When an actor’s movie becomes a super hit, like Endhiran(ROBOT in Hindi, 2010, Shankar) did, it is easy to assume that Super Star Rajnikant is incredible. That he has caused the success of the film on his own might. But without a credible storyline, music, dialogues or direction, no actor can succeed. And that fact was proven with the flop of Rajni’s most recent Lingaa(2014, Shankar). Ironically, while the Super Star is down-to-earth and is humility personified when accolades are showered on him, and equally non-plussed when his films bomb, we often imagine we are Super Stars, the all-powerful, in-control drivers of our lives.

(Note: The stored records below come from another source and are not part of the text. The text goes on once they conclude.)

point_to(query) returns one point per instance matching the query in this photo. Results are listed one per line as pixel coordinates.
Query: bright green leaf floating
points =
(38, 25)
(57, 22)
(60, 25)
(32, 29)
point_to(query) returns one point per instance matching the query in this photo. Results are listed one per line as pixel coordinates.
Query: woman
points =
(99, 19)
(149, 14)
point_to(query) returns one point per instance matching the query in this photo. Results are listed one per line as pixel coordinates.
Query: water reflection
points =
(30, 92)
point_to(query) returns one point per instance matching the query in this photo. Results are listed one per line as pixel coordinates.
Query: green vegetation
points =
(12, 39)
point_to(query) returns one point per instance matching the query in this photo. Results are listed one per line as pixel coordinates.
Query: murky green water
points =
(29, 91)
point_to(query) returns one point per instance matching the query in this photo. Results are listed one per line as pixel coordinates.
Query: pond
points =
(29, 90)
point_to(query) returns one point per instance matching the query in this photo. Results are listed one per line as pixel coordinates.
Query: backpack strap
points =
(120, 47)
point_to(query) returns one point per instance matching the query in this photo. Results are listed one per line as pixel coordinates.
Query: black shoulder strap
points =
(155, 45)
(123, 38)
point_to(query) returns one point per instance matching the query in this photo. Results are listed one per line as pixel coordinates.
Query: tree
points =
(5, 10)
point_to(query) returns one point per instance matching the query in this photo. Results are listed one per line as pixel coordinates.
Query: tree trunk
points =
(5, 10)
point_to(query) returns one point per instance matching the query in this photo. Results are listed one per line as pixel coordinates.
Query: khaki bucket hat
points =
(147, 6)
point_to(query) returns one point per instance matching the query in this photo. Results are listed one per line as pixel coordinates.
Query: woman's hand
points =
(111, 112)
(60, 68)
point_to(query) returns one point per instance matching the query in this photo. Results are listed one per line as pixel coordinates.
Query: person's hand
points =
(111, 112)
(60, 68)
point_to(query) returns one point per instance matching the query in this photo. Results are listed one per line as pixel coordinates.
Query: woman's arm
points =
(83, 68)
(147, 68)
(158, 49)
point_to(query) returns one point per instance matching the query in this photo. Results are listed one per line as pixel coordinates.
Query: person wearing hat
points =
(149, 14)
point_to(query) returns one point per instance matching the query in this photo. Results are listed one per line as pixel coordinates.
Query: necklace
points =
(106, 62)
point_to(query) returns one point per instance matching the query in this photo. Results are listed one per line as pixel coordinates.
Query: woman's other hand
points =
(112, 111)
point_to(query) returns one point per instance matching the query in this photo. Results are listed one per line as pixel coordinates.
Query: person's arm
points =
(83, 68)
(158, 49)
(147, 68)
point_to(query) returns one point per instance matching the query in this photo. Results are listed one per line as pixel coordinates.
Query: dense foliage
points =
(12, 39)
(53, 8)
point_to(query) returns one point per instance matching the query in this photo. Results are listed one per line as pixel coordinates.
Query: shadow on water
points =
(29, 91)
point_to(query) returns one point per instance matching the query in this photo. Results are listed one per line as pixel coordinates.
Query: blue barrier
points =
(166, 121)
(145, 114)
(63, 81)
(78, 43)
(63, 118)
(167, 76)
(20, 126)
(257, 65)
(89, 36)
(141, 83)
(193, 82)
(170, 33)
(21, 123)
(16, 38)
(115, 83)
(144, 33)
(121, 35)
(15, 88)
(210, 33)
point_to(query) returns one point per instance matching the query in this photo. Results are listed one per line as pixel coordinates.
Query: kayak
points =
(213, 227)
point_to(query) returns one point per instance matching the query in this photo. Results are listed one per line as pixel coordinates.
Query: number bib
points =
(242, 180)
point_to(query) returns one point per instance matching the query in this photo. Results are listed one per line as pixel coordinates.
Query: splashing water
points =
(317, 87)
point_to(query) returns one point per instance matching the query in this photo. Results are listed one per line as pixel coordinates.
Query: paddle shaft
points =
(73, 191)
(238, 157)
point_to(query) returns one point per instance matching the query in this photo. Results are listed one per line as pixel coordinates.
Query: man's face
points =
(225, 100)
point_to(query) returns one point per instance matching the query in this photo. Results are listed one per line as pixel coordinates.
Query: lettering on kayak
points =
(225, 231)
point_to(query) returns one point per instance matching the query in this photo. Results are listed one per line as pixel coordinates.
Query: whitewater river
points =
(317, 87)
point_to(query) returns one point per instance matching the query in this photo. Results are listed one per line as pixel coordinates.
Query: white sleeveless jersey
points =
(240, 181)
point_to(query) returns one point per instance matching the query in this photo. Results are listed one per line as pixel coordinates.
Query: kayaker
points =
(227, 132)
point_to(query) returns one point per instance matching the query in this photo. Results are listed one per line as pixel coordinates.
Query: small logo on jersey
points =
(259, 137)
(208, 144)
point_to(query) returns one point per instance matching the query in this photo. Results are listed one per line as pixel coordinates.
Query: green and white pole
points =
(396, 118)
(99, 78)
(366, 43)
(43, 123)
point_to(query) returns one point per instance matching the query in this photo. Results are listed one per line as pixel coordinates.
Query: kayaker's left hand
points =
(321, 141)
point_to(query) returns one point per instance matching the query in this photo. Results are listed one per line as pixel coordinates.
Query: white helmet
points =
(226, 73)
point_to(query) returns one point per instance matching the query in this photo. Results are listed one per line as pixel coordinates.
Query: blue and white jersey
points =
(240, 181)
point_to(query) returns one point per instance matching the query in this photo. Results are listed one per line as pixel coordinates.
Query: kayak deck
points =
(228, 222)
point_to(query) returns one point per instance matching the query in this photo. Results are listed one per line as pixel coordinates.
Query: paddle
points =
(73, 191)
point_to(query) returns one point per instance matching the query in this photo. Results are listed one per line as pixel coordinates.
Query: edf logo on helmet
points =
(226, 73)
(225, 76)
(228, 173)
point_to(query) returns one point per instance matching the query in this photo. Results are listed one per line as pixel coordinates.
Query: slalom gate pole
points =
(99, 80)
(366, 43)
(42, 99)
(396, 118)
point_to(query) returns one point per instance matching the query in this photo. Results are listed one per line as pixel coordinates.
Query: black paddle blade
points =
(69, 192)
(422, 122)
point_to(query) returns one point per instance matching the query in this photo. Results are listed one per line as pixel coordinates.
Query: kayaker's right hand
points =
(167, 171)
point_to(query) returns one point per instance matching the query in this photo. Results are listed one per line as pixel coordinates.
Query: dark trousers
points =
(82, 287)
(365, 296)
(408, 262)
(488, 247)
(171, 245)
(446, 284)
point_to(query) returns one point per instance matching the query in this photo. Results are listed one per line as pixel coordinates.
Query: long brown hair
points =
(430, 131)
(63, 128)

This is where we get it all wrong. Everything we do and need to live is coming from the toil of so many more people that we hardly think of. You wouldn’t be reading this Thought, for instance, had it not been for the folks that maintain the internet, facebook, your broadband carrier and your electricity provider. Here I am not even talking of developing a sense of gratitude, which we must, but am highlighting how inter-dependent we are in this big, beautiful world. Swami Sathya Sai Baba says it so beautifully, “A coffee-shop owner who has a bad cold walks over to his next-door neighbor, the chemist, to buy a Saridon; and the chemist chooses to go over to the coffee shop for a hot, steaming cuppa when he has a headache.”
So, there’s no one out there who doesn’t need anybody. Look closely at how we are connected and dependent on each other. Celebrate this inter-dependency. Stay humble: because there are a lot of people that are working overtime to make you__and me__successful.